Created on 10-14-201607:16 PM - edited 08-17-201908:50 AM
Sometimes you have Java messages that you would like to easily ingest into HDFS or perhaps HDFS as raw files, Phoenix, Hive and other destinations. You can do that pretty easy with Apache NiFi 1.0.0 as part of HDF 2.0. For this simple example, I also added a REST gateway for bulk loading, testing and to provide another way to easily send JMS messages. ListenHTTP accepts HTTP POSTS on port 8099, which I made the listener port for that processor. It takes what you send and publishes that to a JMS queue. I am using ActiveMQ.
I have a little Python 2.7 script that I found on github that makes fake log records and modified it to send 1,000 JSON messages via REST to our REST to JMS gateway in NIFI for testing.

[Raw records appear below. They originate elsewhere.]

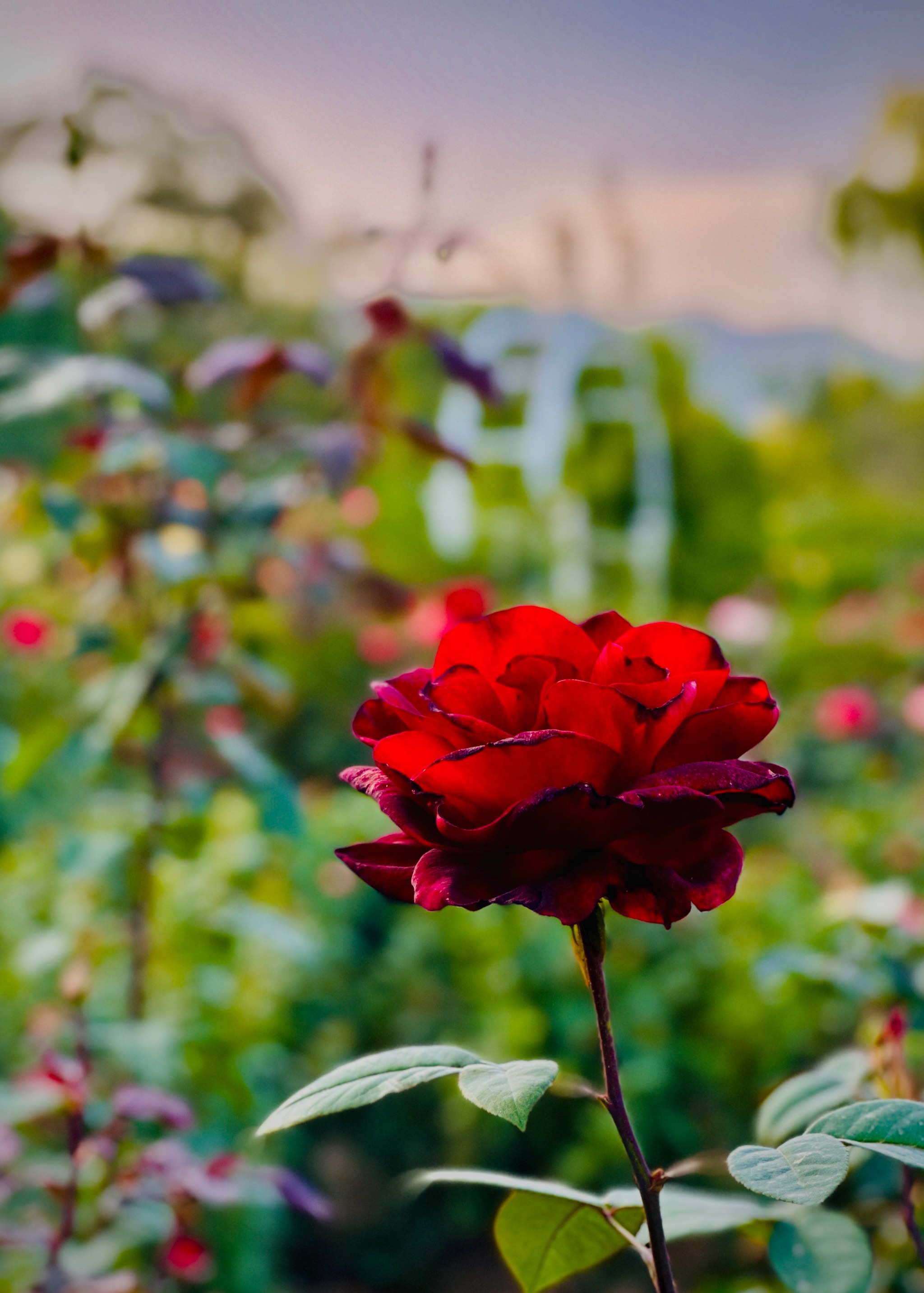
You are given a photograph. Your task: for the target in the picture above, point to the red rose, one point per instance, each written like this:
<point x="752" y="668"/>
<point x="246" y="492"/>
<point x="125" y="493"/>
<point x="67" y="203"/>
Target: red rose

You can easily do this with shell script and CURL, Apache JMeter, Java code, Go script and many other open source REST testers and clients.
I installed an ActiveMQ JMS broker as my example JMS server, which is very simple on Centos 7. All you need to do is download the gziped tar and untar it. It's ready to run with a chmod. That download also includes the client jar that we will need on the HDF 2.0 server for accessing the message queue server. You must also have the port open. On ActiveMQ that defaults to 61616. ActiveMQ also includes a nice web console that you may want to unblock that port for viewing the status of queues and messages. In my simple example, I am running JMS via: bin/activemq start > /tmp/smlog 2>&1 &;
I recommend changing your HTTP Listening Port, so you can run a bunch of these processors as needed.
Processors used: ConsumeJMS, MergeContent and PutHDFS.
You need to set Destination Name which is the name of the QUEUE in this case, but could also be the name of the Topic. I picked Destination Type of QUEUE since I am using a QUEUE in Apache ActiveMQ.
It's very easy to add more output processors for sinking data into Apache Phoenix, HBase, Hive, Email, Slack and other NoSQL stores. It's also easy to convert messages into AVRO, ORC and other optimized big data file formats.
As you see we get a number of jms_ attributes including priority, message ID and other attributes associated with the JMS message.